Earlier this morning I was reading along in No Fail Watercolor, and I stopped in my tracks when I came to these words:
Keep reminding yourself why you want to learn how to paint with watercolors in the first place.
I didn’t have any good answers, however. At least no immediate response that came to mind. I had to stop and think about it.
Mostly I thought about all the reasons why I might not want to learn watercolor. I wasn’t being negative, just looking realistically at my past experiences and comments I’ve made through the years since I began pursuing art.
- I don’t want to be a watercolor artist, really.
- I’m not serious about learning watercolor.
- Watercolor is far too tricky for me.
- I’m just not good with watercolor techniques.
Those are valid points, to be sure. Yet at the same time, I find myself coming back to watercolor over and over again. I have fun with watercolor. Even though there are frustrations, I think the fun factor outweighs them.

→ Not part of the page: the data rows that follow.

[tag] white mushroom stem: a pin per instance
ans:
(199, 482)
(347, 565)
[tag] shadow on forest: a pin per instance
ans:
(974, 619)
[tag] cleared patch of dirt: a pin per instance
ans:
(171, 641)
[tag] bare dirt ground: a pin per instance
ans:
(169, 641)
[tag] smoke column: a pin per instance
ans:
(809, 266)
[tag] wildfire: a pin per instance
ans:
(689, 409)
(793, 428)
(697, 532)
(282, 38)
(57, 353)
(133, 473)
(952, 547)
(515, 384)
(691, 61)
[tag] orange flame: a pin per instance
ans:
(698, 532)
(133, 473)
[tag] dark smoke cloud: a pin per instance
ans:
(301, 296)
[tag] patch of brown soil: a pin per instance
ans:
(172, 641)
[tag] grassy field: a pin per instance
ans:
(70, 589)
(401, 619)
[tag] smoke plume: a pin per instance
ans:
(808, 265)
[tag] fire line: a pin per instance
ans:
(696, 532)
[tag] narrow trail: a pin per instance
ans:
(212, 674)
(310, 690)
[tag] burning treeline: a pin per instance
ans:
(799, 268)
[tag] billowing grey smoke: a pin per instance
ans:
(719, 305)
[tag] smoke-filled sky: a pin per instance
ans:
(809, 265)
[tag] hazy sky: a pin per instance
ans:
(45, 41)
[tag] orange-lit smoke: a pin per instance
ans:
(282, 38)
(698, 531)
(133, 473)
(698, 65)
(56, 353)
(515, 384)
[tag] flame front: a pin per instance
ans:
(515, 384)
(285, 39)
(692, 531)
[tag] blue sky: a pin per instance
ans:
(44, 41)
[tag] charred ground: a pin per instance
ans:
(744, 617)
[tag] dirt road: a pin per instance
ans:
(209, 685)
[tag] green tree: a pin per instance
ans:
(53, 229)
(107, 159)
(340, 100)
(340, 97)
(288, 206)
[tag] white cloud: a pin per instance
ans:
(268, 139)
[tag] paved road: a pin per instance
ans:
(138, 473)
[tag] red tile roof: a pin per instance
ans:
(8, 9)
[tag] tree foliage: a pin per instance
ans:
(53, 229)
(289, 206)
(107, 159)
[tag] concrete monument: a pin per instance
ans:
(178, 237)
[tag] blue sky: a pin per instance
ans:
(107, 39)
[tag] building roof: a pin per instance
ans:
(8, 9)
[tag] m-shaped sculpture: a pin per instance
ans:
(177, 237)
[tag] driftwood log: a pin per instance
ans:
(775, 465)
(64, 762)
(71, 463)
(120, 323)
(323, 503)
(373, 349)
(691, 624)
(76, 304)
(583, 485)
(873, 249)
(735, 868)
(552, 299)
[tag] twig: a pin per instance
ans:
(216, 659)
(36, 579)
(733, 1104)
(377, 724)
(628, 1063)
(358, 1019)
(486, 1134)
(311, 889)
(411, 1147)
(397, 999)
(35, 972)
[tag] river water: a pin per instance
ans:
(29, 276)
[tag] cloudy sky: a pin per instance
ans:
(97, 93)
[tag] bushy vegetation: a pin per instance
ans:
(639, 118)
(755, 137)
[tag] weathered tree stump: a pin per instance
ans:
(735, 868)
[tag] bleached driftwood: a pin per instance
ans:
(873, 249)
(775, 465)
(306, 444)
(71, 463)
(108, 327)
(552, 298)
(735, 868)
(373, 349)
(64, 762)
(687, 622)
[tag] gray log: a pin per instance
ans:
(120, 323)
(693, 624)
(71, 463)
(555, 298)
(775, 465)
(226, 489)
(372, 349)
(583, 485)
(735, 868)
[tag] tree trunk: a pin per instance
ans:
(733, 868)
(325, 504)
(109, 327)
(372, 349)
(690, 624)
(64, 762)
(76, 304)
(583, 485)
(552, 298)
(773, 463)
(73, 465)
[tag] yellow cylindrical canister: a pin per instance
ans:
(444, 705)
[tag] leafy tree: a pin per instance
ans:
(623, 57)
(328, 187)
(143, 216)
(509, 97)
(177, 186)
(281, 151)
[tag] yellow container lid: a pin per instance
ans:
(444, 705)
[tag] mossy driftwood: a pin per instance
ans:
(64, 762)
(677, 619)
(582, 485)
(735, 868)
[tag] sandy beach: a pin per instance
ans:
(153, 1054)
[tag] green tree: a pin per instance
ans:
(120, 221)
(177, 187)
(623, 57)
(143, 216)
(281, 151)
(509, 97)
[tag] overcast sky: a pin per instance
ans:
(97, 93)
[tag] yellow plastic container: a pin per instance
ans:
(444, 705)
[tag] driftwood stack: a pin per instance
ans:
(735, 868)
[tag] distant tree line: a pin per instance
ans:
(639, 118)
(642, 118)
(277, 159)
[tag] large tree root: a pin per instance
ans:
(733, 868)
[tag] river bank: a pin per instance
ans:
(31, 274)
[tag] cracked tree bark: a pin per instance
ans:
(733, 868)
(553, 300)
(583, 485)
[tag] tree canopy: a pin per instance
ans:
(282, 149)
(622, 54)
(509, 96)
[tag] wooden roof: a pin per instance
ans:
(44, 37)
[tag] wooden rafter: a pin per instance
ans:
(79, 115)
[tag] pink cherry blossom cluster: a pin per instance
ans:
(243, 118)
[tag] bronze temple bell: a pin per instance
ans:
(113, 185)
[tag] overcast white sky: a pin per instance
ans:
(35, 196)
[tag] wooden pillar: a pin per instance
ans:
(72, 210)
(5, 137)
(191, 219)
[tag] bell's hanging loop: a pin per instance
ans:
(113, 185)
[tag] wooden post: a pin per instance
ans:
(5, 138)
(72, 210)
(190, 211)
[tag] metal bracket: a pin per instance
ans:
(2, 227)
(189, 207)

I enjoy watercolor, I think, mostly because I don’t take myself seriously with it. Whatever I do with watercolor — or usually with my gansai — is done for fun. I’ve also found watercolor a good way to “get started” with art whenever I’m feeling reluctant.
Think back to the spring and summer of 2020. We’d just purchased our lovely “grandma-grandpa” house (as my husband calls it) and for the first time I had a real art studio — and was so intimidated I was afraid to do anything! Watercolor helped me break in my studio. I had fun making colorful bookmarks, playing with abstract expression, and sharing my paints and brushes with the grandkids.
Following last spring’s flooding here in the studio, I once again turned to watercolor to help me ease my way back into working in the studio. It was simple enough to grab my gansai and a waterbrush and just enjoy painting.
As I drew my way through a summer crash course in graphite, I enjoyed coloring in many of my bad drawings. Color didn’t make them any better, but it did make them brighter!
I like watercolor for a lot of reasons. First, of course, there’s my gansai. I doubt that I would be having so much fun with watercolor projects if I were using traditional transparent “western” watercolors. I love the Japanese set with their slightly more opaque colors. Using gansai has made watercolor much more enjoyable.
I like watercolor, too, because — as I pointed out in a recent post — I can do it very inexpensively. Because I’m not striving to master the medium, I can have fun with cheap papers and cheap brushes.
Another advantage is that watercolors are convenient. While I love working in my studio, there are times when I do want to paint in other locations. I like sitting on the front porch, drawing and painting. I enjoy taking my gansai upstairs to the kitchen and making colorful pictures with the grandkids. When I go to art club meetings, my gansai always goes along, and oh, how I enjoy heading out to the hiking trails with my nature journal and my Japanese watercolors.
Another reason I enjoy watercolor is because I can do a lot of practical things with it. Besides the colorful bookmarks I made last year — everyone in the family has a set — I’ve also used watercolor to create covers for the notebooks I’ve bound, and for the tops of the origami boxes I’ve now learned to make. I’ve used watercolor to create Christmas cards, and I’ll be doing a few Halloween cards in coming weeks. I’ve even made several gifts with watercolor, such as the little “doodles set” I made for my mother-in-law last year.
Using watercolor well is tricky, yes. At the same time, using it casually is actually a fairly simple thing. And with my new “just let it be whatever it is” attitude, it’s getting easier all the time. I’m not fretting about mistakes. I’m not trying to create watercolor masterpieces. I’m simply having a good time playing with paints.
So, if I’m content with what I’m doing now, why am I wanting to learn more, improve my techniques, and push myself to become a better watercolor artist? Whoa… let’s back up there a bit. Indeed, I do want to learn more about watercolor, gouache, and gansai, and sure, I’d be happy to see improvements in watercolor techniques like creating flat washes or doing color gradients. But pushing myself to become a better watercolor artist? Nope, that’s not really part of my plan.
Let me go back to what I said earlier. I don’t want to be a watercolor artist. Not really. I don’t want to “get serious” about watercolor. I just want to know enough to enjoy the medium, to improve my techniques enough to get better results, to have more knowledge I can share with the grandkids when we paint together.
Why am I learning watercolor? Because it’s helping me develop a lot of the right attitudes about art. It’s teaching me not to take myself seriously. It’s showing me that art really can be a lot of fun. That’s my why of watercolor.